Fortunately, however, the interior is a different matter entirely, for while the nave is now Cockerell’s work inside as well as out, the chancel retains the surpassing feature for which it must always have been notable, which is the extraordinary chancel arch, composed of no less than six orders to the west and two to the east, each differently ornamented, and all except the outer rising from semicircular shafts with carved capitals based on cushion or scalloped form.  (See the photograph above.)  Working outwards from the innermost, these orders comprise respectively a first bearing two rolls, a second displaying an archetypical example of  beakhead, a third with crenulations and chevron moulding on the soffits, a fourth with a fanciful variant of beakhead formed of the heads of beasts and grotesques whose tongues and beards take the place of true beaks, a fifth with three-dimensional chevron, and a sixth carved with an original motif of approximate triangular shape (which Cockerell probably took as his source when designing the odd motifs round his external window arches), after which there is billet on the hood-mould.  The two orders on the east side bear two rolls and a double cone moulding.  The arch as a whole has become depressed over the centuries, which led Pevsner to describe it uncharitably as 'incompetently constructed', though he did also call it 'a tour de force of shafting and arch decoration, wildly overdone'  - and so it is, especially for a chancel arch to a small Norman chapel, which must raise the possibility that it was once in an external position, perhaps round an entrance to a  building formed of a single cell, a theory possibly given credence by the similar W. doorway to St.
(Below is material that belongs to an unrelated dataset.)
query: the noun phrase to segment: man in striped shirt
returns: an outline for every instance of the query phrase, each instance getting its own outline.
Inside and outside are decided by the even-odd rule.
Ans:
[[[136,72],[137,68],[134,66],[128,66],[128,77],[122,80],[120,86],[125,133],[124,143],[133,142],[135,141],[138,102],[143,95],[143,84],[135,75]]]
Mary's church, Tutbury, in Staffordshire.  The chancel arch apart, however, even the Norman remains to the east are massive enough for though windows and external walls now appear to be the work of 1791, they are built around the original sexpartite vault (seen below), with heavy ribs bearing chevron, springing from shafts at the four corners and midpoints of the north and south walls.  Above this vault, a priest’s chamber running the whole length of the chancel, could once be reached by steps in the northeast corner (since removed).

 

Finally, it remains only to mention the font (illustrated below again), immediately west of the chancel arch, which is presumably later than the Norman work, to judge by the dog-tooth ornament on the angles suggesting a date no earlier than c. 1200.   It has a square bowl decorated with intersecting arches on its faces, and is supported on a square stem with chamfered corners with attached demishafts.